I did a very brainless thing last night… I let my ex-bf, who i’m sorta dating again, shave my bikini area… ALL of my bikini area. He really wanted to see what a complete lack of hair would look like. I told it would look like a ten-year-olds, and it does. Here’s the great part: STUBLE, already growing back. OUCH!! Guys, stuble from a normal bikini shave hurts… can you possibly imagine this?
Everyone is welcome to bonk me on the head for this, but tell, have any of you other ladies EVER done this? I can assure you, I won’t ever be doing it again.
The worst is when you wet shave with an old blade, this happens only when you are as lazy as me but trust me you get cut, razor burn and remain fairly patchy all over. Shaving bad, very very bad.
The best thing I ever did was have my wife get me an electric razor for Christmas. I hated shaving (still do) but the electric razor has made things so much easier. I still razor burn every once in a while, but mostly it’s no problem. All in a couple of minutes too. No more cream, no more hacking my face up with dull razors.
The electric razor stinks; The one I tried for speed and efficiency seems to just miss some hairs, so instead of getting the suboptimal stubble, you get some smooth and some whiskers that just ignore the razor.
I really kind of like shaving. I use a badger brush and some Crabtree & Evelyn sandalwood soap, and a regular removable-cartridge Gilette razor. The fussy soap is only a small conceit, and the eight-dollar bar has lasted six months. Lots of hot water and a good slap of regular-old Aqua Velva and I’m off to work feeling like a man.
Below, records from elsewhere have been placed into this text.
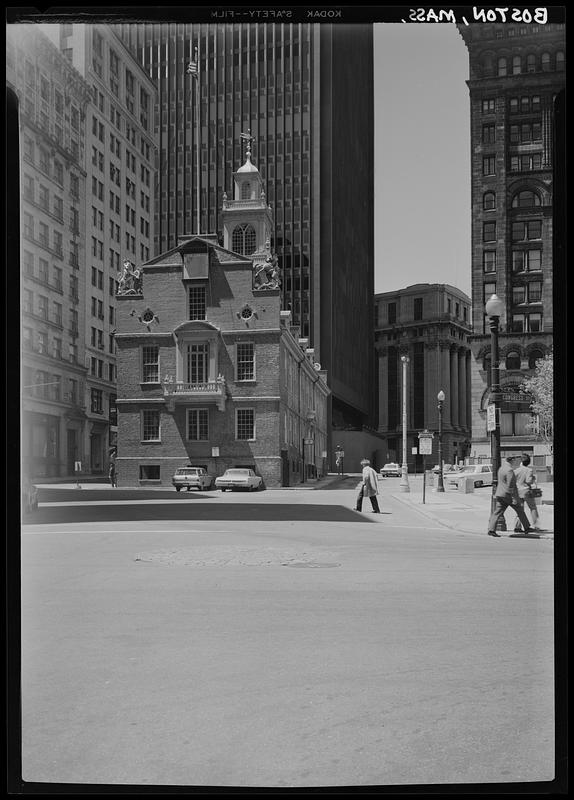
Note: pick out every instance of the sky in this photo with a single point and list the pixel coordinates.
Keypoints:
(422, 156)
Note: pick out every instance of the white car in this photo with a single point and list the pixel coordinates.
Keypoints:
(482, 474)
(192, 478)
(239, 478)
(391, 470)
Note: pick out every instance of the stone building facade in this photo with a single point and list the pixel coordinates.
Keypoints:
(210, 369)
(430, 324)
(516, 72)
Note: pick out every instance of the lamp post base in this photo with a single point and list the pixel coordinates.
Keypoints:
(405, 479)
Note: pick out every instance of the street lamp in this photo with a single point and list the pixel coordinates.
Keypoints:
(494, 308)
(404, 469)
(440, 482)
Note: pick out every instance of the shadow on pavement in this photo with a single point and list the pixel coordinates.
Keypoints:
(199, 510)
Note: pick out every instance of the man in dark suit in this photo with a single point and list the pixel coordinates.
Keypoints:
(507, 495)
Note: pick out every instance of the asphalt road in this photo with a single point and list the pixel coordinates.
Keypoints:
(280, 639)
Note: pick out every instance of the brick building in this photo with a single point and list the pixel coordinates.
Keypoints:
(210, 370)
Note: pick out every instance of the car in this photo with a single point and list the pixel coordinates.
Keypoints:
(192, 478)
(482, 474)
(391, 470)
(445, 468)
(29, 495)
(239, 478)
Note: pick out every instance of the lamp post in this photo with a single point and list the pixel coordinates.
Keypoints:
(440, 480)
(494, 308)
(404, 469)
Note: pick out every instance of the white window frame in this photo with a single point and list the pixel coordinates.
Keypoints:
(196, 412)
(253, 438)
(237, 348)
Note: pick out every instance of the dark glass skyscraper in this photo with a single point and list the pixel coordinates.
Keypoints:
(305, 93)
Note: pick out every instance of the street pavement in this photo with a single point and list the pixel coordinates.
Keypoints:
(281, 639)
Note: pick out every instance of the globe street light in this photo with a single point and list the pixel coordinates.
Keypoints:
(440, 481)
(494, 308)
(404, 469)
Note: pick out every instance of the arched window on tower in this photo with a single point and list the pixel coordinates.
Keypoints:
(243, 239)
(525, 199)
(513, 360)
(533, 357)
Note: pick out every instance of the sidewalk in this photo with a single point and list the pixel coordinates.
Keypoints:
(469, 512)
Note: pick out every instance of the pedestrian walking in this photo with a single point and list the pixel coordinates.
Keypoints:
(112, 474)
(368, 487)
(506, 495)
(526, 483)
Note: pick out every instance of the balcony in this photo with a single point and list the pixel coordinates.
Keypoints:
(209, 392)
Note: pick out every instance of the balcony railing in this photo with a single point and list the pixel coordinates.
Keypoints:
(210, 391)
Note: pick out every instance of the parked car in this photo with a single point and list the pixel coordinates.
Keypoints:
(482, 474)
(29, 495)
(192, 478)
(445, 468)
(239, 478)
(391, 470)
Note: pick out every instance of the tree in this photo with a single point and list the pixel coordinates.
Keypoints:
(540, 386)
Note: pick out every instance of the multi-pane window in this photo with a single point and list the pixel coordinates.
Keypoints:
(243, 239)
(245, 361)
(526, 230)
(526, 260)
(489, 231)
(489, 165)
(97, 401)
(488, 134)
(526, 163)
(198, 424)
(245, 424)
(150, 364)
(150, 425)
(489, 201)
(197, 363)
(197, 302)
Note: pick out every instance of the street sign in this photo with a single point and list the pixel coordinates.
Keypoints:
(425, 445)
(490, 417)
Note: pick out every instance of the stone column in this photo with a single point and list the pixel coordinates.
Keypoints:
(454, 417)
(462, 418)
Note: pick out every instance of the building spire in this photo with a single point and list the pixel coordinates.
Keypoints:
(248, 138)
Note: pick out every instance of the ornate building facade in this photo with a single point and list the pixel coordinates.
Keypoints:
(211, 370)
(515, 71)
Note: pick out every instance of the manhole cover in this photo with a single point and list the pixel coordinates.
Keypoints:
(234, 556)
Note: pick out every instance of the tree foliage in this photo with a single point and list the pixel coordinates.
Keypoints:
(540, 386)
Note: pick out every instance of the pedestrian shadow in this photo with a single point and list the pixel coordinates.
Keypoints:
(196, 510)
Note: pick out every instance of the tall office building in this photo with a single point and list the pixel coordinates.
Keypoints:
(305, 93)
(52, 101)
(120, 176)
(515, 71)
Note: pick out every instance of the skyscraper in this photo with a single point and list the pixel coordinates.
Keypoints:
(516, 71)
(305, 93)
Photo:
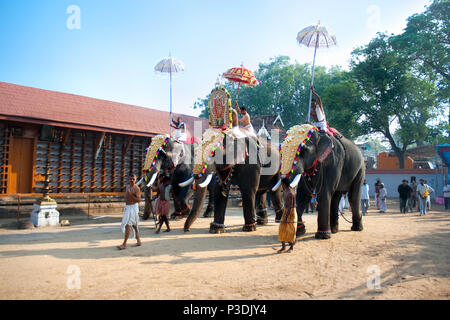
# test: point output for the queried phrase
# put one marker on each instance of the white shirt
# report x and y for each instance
(365, 192)
(322, 121)
(421, 189)
(383, 193)
(447, 191)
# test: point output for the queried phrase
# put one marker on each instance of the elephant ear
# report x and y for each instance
(324, 147)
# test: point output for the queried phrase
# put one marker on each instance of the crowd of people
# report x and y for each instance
(412, 196)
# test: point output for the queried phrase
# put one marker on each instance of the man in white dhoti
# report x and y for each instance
(245, 123)
(237, 132)
(130, 218)
(383, 196)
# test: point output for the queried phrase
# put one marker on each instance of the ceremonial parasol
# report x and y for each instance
(169, 65)
(241, 75)
(315, 36)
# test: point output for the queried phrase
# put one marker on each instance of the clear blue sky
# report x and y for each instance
(113, 54)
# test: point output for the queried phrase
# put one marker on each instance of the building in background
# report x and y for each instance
(89, 144)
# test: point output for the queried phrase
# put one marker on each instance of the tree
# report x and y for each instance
(426, 41)
(284, 89)
(396, 99)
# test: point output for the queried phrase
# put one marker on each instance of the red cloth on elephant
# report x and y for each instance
(288, 222)
(162, 207)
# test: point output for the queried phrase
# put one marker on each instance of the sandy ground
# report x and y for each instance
(408, 254)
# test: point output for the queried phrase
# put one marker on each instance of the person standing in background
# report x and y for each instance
(365, 198)
(424, 191)
(377, 193)
(383, 196)
(412, 202)
(447, 196)
(404, 191)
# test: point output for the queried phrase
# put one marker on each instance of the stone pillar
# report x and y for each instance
(44, 212)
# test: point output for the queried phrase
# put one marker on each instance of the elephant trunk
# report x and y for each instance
(152, 180)
(295, 181)
(276, 186)
(186, 183)
(199, 199)
(205, 183)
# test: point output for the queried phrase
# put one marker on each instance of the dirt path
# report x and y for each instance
(409, 253)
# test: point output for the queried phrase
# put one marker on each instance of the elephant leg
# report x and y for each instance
(199, 198)
(354, 197)
(334, 212)
(261, 208)
(302, 199)
(148, 210)
(220, 206)
(323, 216)
(209, 212)
(275, 198)
(248, 205)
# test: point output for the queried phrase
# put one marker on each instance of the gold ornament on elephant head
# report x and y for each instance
(290, 149)
(211, 139)
(158, 142)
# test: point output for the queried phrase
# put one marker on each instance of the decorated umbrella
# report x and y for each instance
(241, 75)
(169, 65)
(315, 36)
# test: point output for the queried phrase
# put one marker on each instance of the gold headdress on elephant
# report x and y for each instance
(296, 137)
(211, 139)
(219, 105)
(158, 142)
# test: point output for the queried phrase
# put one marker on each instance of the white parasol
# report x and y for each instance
(169, 65)
(315, 36)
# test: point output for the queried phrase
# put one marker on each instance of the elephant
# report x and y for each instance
(332, 165)
(170, 157)
(235, 162)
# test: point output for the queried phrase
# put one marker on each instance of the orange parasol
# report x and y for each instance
(241, 75)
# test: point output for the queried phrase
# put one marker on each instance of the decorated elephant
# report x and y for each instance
(239, 162)
(168, 156)
(328, 166)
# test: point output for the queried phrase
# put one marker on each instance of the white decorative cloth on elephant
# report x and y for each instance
(295, 139)
(158, 142)
(130, 217)
(288, 223)
(211, 139)
(250, 131)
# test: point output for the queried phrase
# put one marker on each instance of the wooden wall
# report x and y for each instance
(81, 161)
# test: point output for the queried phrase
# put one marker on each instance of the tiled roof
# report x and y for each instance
(21, 103)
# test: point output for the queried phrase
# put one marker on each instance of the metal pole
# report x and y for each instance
(170, 72)
(237, 95)
(312, 79)
(18, 208)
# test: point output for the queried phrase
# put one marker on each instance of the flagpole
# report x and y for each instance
(312, 79)
(170, 125)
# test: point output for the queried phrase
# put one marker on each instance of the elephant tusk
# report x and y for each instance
(276, 186)
(152, 180)
(205, 183)
(296, 180)
(186, 183)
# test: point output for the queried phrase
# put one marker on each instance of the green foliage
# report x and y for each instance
(284, 89)
(398, 86)
(426, 42)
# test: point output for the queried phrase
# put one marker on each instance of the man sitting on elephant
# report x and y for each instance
(318, 115)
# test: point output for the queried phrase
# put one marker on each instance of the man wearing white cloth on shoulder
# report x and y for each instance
(130, 218)
(245, 123)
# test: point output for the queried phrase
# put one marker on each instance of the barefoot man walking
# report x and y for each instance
(131, 212)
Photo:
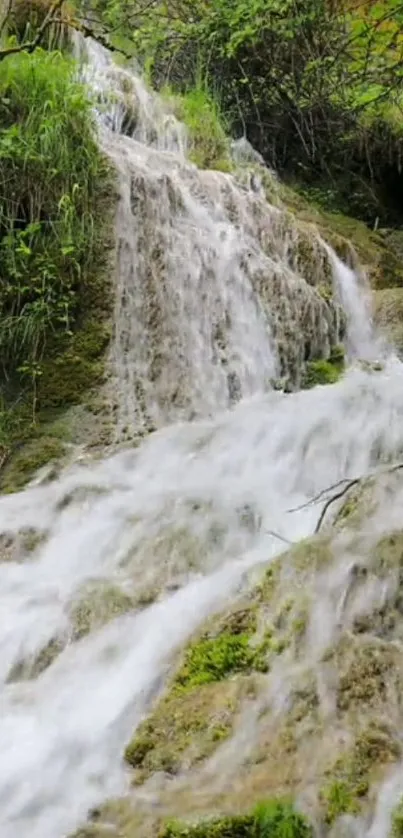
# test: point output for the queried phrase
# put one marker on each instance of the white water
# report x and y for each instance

I wear a small mustache and goatee to hide a group of scars on my lip and chin (I ate a curb once) because they’re gross scars, not sexy scars, and because I cut them all the time when I had to shave them. The final straw was when I met a girl at a party, was getting along great with her, but not as well as I should have expected. Somehow the incident that led to my scars came up and she giggled “Oh, those are SCARS!”… more giggles… “I thought they were HERPES !”
Aftershave. Really, we just use it because our fathers did and we want to smell like Daddy.
I use aftershave every day on my cheeks, and it’s refreshing. But my cheeks are used to it.
When my mother started chemotherapy six months ago (yeah, Mom! Six months from terminal to stable !) my brother and I shaved our heads to match. I slapped on some Aqua Velva to top it off… and literally hit my knees in pain.
Man, I hate shaving, too. Fortunately, working in a bar, “clean shaven” is not in the dress code; I have some flexibility in when I have to scrape sharp metal across my face.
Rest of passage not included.